As the poster below elaborately confesses, in 1976 the remnants of 1967 had a big dancing party (we might have called it an A’GOGO-BEIN, except that the connotations of “gogo” were too commercial) here, in this Oddfellows Temple on Seattle’s Capitol Hill, celebrating the 10th Anniversary of the founding of the Helix, the first “alternative tabloid” hereabouts and the local member then of the nation-wide UPS, or Underground Press Syndicate. The Helix was first imagined in the University District, in the upstairs office of the Free University of Seattle (FUS) in the fall of 1966. It sprang of “necessity” from a conversation I had with Paul Sawyer, a Universalist Preacher then, and recently deceased – last year. Paul said, “We need a newspaper – something like the Berkeley Barb.”
The weekly tabloid began publishing in the Spring of 1967. With lots of help from Ron Edge – of this blog’s “Edge Clippings” and more – we hope to put up the entire Helix opera sometime this year. (Ironically, we may have to take on advertising to pay for the added memory required to post it and other over-sized resources. We hope not. Jean especially is committed to a blog free of ads – except, of course, for our own.)
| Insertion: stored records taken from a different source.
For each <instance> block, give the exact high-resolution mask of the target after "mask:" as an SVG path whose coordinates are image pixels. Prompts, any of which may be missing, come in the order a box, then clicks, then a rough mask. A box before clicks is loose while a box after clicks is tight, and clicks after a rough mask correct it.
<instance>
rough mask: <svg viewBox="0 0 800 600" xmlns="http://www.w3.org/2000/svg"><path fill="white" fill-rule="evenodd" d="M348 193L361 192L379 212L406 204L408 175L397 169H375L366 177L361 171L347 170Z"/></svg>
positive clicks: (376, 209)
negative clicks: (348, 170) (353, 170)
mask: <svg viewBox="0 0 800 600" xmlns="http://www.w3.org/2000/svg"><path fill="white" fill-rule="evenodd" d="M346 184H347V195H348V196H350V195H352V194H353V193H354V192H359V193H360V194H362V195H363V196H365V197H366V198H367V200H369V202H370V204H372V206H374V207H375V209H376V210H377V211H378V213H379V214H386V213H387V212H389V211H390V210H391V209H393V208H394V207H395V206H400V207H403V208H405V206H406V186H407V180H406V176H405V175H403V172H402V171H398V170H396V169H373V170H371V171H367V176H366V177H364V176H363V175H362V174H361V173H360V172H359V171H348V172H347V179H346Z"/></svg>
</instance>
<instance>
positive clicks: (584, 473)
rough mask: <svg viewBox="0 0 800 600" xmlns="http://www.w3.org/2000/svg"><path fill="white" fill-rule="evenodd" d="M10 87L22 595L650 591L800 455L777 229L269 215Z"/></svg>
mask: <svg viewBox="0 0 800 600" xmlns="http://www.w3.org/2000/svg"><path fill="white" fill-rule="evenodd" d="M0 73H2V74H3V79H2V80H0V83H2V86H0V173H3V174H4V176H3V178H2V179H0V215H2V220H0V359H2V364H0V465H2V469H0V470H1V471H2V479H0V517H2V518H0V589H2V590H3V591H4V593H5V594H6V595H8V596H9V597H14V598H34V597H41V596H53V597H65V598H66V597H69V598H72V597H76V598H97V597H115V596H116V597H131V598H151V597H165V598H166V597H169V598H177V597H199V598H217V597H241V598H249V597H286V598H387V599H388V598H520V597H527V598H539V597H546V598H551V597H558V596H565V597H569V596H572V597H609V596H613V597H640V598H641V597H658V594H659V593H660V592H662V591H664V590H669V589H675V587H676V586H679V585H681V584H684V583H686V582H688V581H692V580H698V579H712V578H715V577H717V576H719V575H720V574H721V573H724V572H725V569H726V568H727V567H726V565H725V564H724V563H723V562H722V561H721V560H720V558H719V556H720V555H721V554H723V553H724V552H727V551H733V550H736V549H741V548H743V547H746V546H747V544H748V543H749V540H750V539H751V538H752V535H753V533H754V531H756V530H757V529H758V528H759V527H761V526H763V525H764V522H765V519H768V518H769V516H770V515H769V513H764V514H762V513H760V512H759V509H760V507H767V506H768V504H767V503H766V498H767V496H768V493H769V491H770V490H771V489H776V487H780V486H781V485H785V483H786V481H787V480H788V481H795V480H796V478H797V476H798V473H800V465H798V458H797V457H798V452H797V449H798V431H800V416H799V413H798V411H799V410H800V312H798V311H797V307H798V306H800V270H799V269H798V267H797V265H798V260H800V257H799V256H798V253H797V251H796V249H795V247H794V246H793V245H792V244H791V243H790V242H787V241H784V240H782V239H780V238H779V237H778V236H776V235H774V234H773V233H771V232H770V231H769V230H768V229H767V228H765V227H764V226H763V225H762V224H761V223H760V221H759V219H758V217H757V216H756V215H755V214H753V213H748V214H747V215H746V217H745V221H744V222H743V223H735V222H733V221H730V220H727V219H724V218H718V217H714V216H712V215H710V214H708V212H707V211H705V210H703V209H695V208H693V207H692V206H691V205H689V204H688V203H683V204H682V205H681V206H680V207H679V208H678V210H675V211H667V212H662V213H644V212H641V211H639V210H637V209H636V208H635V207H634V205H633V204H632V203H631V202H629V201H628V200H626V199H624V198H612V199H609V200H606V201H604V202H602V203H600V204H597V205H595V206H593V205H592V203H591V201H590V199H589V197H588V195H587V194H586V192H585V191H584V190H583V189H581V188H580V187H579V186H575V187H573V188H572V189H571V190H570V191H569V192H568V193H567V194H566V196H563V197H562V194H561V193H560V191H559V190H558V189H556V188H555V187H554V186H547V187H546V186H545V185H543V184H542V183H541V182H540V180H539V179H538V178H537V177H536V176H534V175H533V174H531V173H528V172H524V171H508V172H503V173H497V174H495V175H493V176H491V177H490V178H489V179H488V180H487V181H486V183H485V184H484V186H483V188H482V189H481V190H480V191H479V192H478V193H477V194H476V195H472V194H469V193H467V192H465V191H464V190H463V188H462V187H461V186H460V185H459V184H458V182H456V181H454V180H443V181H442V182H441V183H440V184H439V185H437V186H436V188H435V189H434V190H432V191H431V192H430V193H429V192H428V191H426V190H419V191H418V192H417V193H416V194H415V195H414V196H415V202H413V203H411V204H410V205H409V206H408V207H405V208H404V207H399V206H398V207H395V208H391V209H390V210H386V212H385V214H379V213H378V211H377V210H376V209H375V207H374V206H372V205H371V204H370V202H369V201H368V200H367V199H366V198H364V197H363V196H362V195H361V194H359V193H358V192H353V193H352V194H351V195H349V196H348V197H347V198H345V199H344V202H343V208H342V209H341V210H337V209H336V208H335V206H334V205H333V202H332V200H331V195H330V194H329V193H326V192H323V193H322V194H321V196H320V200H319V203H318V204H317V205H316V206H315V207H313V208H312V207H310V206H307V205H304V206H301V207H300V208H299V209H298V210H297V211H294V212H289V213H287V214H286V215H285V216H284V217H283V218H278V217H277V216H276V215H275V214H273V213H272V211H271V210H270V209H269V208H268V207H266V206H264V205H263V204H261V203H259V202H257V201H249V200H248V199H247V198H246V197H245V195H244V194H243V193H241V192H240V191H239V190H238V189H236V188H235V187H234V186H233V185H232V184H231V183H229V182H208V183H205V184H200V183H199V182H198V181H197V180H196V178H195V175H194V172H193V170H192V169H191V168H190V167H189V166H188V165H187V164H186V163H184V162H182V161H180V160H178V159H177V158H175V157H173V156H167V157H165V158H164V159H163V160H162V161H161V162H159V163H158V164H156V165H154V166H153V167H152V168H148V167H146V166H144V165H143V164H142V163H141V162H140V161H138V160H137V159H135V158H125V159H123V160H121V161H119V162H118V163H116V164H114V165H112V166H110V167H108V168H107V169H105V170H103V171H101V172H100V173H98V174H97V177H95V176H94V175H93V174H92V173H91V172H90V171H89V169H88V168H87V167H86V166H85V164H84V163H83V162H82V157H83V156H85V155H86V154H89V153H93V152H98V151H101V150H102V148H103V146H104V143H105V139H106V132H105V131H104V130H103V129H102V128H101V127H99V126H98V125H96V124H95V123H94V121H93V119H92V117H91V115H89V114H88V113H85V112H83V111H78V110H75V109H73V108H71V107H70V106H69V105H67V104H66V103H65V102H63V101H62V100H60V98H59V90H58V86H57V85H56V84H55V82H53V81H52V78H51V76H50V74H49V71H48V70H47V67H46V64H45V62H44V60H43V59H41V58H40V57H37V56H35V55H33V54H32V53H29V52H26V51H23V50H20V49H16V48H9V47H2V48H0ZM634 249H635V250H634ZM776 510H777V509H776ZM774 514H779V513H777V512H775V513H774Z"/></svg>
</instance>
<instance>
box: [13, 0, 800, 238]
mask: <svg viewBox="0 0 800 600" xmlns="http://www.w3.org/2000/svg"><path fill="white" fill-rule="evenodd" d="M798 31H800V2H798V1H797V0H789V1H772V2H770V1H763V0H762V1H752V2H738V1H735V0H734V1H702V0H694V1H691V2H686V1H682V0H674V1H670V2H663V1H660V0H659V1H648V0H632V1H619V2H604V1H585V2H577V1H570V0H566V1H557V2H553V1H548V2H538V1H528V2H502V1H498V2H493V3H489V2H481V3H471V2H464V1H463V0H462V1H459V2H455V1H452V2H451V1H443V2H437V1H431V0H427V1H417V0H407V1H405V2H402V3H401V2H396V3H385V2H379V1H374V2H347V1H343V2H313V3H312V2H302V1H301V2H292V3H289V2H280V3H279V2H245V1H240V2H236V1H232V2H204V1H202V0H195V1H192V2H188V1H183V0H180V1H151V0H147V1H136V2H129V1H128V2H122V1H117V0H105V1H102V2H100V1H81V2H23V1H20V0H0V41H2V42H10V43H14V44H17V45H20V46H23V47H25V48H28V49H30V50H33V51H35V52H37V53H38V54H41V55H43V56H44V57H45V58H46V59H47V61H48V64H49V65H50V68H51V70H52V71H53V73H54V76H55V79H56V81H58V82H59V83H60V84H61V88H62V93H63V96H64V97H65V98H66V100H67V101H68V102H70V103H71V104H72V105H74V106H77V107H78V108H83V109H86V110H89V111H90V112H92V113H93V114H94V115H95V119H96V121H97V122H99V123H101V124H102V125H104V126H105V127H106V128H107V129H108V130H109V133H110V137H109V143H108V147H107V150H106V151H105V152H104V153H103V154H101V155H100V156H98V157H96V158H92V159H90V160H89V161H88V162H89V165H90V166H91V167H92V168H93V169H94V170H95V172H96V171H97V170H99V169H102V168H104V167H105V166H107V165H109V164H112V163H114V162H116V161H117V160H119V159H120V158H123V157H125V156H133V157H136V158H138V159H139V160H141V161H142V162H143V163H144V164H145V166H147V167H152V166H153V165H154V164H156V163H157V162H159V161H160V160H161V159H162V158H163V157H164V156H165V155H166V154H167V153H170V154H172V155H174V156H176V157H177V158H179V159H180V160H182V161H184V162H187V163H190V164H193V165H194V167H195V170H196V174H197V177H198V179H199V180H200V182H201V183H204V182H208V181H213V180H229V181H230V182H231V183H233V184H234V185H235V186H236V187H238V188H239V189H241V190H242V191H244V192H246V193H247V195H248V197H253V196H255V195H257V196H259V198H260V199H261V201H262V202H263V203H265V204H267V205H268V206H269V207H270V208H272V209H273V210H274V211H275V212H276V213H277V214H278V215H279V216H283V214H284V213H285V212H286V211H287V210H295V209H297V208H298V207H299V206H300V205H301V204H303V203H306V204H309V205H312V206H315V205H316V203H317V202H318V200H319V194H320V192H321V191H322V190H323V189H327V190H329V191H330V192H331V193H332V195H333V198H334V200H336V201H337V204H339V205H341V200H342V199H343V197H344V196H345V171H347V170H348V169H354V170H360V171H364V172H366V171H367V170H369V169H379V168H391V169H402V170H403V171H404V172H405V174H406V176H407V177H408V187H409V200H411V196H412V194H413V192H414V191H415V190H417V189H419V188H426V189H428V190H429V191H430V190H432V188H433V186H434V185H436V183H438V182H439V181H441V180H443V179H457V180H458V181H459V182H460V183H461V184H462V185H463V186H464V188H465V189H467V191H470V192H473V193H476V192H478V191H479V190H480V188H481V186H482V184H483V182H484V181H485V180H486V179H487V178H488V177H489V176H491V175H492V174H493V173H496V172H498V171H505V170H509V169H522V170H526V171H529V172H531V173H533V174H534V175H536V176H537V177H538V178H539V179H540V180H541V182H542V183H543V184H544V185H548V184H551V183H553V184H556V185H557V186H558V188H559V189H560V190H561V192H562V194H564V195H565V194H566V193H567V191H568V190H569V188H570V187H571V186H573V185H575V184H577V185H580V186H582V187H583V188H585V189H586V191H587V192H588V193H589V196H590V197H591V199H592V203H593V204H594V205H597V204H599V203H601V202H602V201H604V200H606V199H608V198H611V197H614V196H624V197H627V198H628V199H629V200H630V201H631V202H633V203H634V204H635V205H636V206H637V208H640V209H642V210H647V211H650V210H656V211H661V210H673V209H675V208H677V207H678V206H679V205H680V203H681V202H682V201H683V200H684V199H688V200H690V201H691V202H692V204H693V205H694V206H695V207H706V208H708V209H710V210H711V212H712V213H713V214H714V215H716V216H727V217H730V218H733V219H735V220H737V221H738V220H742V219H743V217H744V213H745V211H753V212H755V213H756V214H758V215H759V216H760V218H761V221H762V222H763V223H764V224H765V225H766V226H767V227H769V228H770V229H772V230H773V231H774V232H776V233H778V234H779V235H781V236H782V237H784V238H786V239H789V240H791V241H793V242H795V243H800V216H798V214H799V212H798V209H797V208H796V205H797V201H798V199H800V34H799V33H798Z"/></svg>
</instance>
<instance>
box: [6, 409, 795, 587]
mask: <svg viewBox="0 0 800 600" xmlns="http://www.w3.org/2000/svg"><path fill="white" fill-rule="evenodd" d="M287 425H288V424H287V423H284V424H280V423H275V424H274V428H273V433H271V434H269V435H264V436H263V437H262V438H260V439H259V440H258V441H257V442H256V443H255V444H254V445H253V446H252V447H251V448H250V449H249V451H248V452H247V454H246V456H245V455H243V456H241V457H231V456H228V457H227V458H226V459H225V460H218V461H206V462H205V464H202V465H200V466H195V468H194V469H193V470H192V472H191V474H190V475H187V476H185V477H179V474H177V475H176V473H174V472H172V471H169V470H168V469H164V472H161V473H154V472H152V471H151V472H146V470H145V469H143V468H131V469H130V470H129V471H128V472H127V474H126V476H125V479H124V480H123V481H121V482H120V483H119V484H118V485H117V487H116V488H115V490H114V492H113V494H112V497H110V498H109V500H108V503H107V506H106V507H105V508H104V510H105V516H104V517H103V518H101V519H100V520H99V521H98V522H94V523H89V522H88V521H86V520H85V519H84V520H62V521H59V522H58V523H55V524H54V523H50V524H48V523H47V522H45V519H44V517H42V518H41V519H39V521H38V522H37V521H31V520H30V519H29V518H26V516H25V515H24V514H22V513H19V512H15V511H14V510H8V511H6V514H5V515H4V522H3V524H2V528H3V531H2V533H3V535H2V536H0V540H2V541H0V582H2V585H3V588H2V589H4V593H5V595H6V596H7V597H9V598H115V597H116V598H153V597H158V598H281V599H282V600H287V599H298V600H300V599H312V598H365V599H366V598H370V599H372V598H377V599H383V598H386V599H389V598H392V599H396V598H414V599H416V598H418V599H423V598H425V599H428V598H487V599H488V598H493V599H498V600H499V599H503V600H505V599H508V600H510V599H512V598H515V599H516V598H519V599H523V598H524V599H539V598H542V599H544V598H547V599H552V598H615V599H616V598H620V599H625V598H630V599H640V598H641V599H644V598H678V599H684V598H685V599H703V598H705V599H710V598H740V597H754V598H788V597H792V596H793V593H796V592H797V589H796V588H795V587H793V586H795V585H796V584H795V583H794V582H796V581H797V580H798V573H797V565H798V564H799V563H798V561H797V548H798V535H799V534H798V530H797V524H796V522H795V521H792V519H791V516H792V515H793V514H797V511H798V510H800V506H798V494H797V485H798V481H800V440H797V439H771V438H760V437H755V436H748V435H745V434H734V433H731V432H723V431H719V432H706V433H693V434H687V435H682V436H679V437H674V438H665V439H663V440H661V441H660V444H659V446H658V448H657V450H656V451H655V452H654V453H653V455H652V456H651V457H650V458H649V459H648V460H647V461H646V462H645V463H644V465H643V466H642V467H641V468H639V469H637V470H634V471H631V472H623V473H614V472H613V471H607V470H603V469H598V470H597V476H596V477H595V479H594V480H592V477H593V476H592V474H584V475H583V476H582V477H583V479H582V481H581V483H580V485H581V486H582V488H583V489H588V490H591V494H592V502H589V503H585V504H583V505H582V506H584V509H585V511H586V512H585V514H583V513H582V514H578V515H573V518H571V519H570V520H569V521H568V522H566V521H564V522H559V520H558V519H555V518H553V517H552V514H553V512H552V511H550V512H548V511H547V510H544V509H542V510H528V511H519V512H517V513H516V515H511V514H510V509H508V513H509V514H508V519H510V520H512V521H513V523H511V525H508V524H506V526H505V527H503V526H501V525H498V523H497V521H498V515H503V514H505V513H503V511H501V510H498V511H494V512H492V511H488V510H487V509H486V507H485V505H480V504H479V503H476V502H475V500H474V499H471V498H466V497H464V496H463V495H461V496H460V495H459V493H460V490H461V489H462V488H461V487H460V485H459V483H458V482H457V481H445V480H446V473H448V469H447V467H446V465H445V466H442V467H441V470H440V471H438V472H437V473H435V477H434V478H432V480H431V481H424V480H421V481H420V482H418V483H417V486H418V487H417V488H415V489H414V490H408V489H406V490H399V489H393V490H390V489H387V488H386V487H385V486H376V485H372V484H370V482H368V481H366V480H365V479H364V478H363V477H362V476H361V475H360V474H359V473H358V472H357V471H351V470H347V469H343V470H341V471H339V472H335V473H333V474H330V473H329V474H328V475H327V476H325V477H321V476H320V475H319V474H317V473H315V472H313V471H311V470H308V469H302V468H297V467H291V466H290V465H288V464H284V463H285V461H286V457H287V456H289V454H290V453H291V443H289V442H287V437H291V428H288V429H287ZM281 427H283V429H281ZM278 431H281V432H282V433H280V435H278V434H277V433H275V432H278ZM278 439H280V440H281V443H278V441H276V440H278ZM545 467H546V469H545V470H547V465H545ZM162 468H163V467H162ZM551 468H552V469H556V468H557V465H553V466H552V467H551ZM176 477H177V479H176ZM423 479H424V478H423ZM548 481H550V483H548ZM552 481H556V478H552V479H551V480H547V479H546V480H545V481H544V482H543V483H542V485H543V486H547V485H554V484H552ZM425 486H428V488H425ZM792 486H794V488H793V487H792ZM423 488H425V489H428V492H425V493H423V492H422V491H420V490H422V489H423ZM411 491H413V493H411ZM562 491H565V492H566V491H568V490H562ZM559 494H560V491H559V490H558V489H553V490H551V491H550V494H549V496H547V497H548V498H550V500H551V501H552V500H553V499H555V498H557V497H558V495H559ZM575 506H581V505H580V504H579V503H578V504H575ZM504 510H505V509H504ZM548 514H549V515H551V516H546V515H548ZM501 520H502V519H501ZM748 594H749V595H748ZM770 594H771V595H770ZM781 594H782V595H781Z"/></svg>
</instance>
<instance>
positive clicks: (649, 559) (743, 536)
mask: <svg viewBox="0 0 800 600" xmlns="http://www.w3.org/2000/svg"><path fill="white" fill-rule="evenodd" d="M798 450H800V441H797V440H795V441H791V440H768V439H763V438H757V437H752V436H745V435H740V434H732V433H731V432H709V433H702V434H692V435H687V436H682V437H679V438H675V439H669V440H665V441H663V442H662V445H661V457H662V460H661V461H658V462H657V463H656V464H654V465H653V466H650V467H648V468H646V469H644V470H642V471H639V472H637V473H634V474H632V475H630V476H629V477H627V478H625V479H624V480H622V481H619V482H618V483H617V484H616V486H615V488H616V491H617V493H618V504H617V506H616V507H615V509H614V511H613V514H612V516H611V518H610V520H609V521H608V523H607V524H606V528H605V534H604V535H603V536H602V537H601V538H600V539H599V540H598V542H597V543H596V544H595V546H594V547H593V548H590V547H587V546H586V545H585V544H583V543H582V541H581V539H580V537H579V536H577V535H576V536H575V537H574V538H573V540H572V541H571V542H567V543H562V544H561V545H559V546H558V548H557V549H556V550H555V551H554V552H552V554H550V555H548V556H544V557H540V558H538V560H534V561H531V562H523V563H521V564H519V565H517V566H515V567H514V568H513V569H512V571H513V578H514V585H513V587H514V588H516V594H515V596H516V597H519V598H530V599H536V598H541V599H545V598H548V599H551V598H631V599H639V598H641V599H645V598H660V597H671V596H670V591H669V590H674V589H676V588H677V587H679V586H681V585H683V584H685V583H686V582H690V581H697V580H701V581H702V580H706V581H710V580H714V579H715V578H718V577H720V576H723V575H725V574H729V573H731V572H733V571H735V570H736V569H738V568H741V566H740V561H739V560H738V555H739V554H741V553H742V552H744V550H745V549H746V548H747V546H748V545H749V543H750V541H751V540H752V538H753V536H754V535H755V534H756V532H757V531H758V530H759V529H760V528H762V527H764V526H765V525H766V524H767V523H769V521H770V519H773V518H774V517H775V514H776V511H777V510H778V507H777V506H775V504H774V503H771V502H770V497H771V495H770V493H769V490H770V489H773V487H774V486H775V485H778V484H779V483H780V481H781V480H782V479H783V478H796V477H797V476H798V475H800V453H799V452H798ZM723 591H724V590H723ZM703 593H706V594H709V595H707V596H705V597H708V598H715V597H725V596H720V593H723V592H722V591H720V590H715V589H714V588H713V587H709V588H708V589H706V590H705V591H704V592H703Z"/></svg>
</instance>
One of my many little ways of negotiating survival during the 70’s was receiving two CETA grants through the Seattle Arts Commission. One was for arranging benefits for local non-profits in the arts and the other for studying local history with a mind to making a film about it. I used this hall for more than one of the big benefit shows, and it was in the AND/OR gallery on the ground floor of Oddfellows where I made my first presentation on work-in-progress on the Seattle Film, which I was then calling “Seattle’s Second History.” Recently, Jean’s youngest son Noel was helping feed the 99%, which was temporarily camped nearby on the Seattle Community College campus. Jean and I met him at the Oddfellows cafe and bar. (They ordinarily promote this space singularly with “Oddfellows” and with neither cafe nor bar. I makes it seem more club like.) The cafe is housed in the same big room that was once home to the principal avante garde-plus exhibit and performance space of the 1970s: the And/Or. In the interests of – or curiosity for – the timeline of this hallowed space on 10th Ave., I asked three persons connected with the busy cafe if they knew anything of its past. Alas, they were all clueless. It seems my prime looks forward from the past, while theirs does the same from the present.
It is often a mixed delight to come upon negatives – like the ones on top and below, both of the Oddfellows – I photographed long ago, for ordinarily I did not date them. While I’m confident that from context – several contexts – I’d eventually be able to date this scene, it would require days for sorting and reflecting through thousands of plastic sheets of negatives. For now I put it sometime in the 1970s. Since I also developed the film It would have been so prudent to have simply marked the negative holders – seven strips deep and five 35mm negs wide – with the date and the place, although ordinarily I still remember the latter.